In the case of non-resident natural persons, on the contrary, the text of the Senate was accepted, which sets a rate of 20%, while the Chamber proposed 15%.

(See: Tax and Budget, Petro’s first achievements in his presidency).

Another very controversial point was article 9, which allowed exemption from the income to high pensions obtained abroad. In the Senate this was eliminated and that decision was adopted.

Versus the rental rate for legal entities it was left as it was approved in the Senate, at 35% as it currently is, despite the fact that a proposal had been approved in the Chamber so that SMEs would have a tax of only 30%. However, this proposal did not receive the endorsement of the Ministry of Finance.

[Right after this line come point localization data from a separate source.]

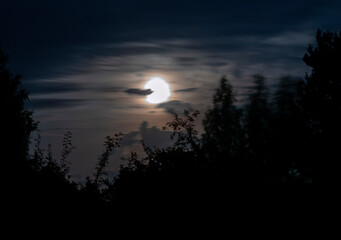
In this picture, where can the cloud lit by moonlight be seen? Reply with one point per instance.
(160, 88)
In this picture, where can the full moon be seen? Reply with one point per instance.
(160, 88)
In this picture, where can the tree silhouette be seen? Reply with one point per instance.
(223, 138)
(321, 101)
(17, 122)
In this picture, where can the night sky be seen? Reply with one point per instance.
(85, 62)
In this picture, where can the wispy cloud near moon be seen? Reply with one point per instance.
(137, 91)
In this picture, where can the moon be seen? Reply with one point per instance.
(160, 88)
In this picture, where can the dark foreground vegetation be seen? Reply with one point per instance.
(268, 157)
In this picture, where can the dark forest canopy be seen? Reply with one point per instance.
(290, 138)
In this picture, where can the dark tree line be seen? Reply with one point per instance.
(289, 138)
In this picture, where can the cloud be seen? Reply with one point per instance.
(175, 106)
(137, 91)
(38, 87)
(186, 90)
(52, 103)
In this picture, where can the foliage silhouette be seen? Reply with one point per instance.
(288, 139)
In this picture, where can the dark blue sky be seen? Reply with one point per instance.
(80, 59)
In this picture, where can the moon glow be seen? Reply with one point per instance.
(160, 88)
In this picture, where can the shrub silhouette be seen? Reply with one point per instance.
(290, 138)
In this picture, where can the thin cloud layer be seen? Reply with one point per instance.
(137, 91)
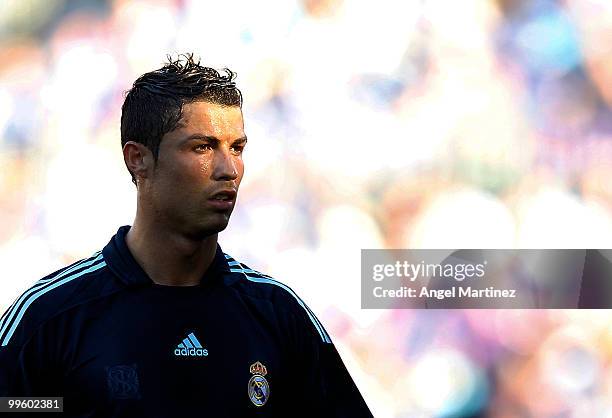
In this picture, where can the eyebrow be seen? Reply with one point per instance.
(202, 137)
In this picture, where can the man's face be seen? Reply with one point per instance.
(194, 184)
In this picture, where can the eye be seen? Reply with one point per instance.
(238, 149)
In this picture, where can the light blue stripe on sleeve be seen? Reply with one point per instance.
(7, 318)
(314, 321)
(42, 292)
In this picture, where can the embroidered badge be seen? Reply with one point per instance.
(122, 382)
(259, 389)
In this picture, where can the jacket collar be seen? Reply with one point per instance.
(123, 264)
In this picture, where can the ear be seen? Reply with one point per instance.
(138, 159)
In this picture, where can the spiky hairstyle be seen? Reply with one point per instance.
(154, 105)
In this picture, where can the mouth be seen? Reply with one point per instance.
(223, 199)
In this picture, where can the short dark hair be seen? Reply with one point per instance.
(153, 106)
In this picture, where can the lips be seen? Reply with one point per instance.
(224, 195)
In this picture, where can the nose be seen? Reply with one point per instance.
(225, 166)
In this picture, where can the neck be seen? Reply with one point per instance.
(169, 257)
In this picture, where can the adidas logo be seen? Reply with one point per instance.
(190, 347)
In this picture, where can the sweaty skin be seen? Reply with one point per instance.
(174, 235)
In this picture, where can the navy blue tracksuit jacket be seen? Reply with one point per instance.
(113, 343)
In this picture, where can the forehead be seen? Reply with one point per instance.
(211, 119)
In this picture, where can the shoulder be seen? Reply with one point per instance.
(51, 295)
(259, 285)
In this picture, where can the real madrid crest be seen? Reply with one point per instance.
(259, 389)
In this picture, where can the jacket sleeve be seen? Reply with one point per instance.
(22, 366)
(325, 386)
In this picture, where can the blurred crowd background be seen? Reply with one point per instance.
(371, 124)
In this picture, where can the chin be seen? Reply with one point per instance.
(207, 229)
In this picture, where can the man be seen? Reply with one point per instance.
(161, 322)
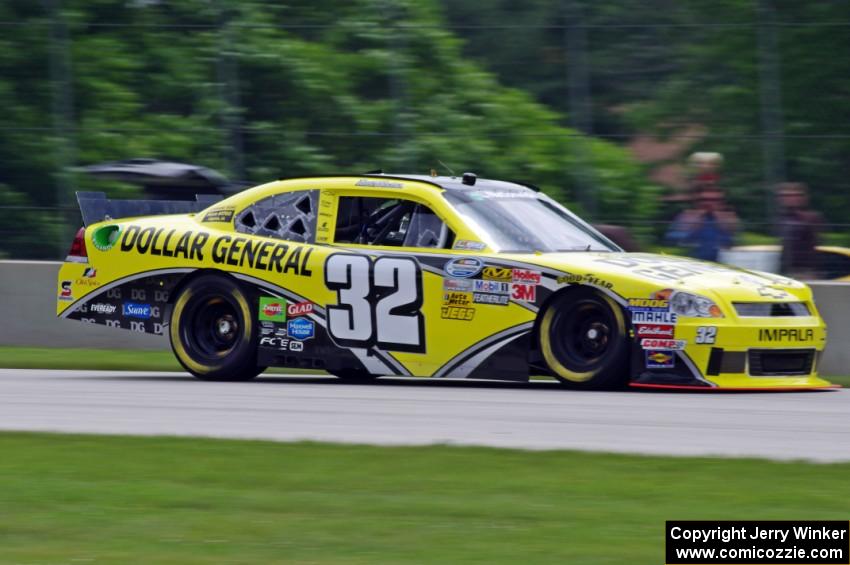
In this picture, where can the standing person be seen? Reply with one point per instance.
(798, 228)
(707, 228)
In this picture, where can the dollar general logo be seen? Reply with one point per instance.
(498, 274)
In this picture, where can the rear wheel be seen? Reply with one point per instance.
(583, 340)
(213, 333)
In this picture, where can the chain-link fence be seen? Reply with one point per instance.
(627, 112)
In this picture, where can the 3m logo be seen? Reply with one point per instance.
(498, 274)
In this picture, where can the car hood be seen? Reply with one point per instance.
(626, 270)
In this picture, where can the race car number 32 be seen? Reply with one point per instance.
(378, 302)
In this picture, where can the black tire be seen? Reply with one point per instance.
(584, 341)
(354, 376)
(213, 332)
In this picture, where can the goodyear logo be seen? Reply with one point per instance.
(498, 274)
(457, 313)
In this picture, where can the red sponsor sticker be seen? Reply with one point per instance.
(655, 330)
(527, 277)
(299, 309)
(273, 309)
(526, 292)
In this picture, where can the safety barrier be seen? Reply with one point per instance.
(28, 314)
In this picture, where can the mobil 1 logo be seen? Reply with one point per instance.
(379, 303)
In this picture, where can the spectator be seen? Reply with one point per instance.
(798, 228)
(707, 228)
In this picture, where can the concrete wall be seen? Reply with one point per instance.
(28, 306)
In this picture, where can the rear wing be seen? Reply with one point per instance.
(96, 207)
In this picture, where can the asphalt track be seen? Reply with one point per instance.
(539, 415)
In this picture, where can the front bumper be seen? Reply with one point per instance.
(743, 354)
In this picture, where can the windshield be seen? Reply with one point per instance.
(519, 222)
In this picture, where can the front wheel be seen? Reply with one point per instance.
(213, 333)
(583, 340)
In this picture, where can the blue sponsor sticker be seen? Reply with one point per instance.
(301, 329)
(656, 359)
(136, 310)
(463, 267)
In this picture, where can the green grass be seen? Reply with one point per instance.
(163, 500)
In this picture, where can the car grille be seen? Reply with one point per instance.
(780, 362)
(771, 309)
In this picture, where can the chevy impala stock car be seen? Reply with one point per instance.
(446, 277)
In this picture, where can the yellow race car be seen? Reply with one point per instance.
(446, 277)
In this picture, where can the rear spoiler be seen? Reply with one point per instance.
(95, 207)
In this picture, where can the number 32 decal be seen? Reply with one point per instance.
(378, 303)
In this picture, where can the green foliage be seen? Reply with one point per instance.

(See: Tax: taxes that definitely fell from the reform).

With respect to jail time for evaders, the limit proposed by the Senate (3,000 UVT) was maintained to accept guarantees. In the Chamber the proposal started from 5,000 UVT.

Another issue that was questioned was the one referring to the taxation of churches, which proposed that they pay 20% of commercial income. The position of the Senate, which eliminated this point, was accepted.

Another change was in the digital tax, which accepted the Chamber’s decision. A) Yes, ‘online’ education services were excluded from the 3% income tax from 2024 and distance learning.

(See: Deficit and social spending?: what would the tax collection be used for?).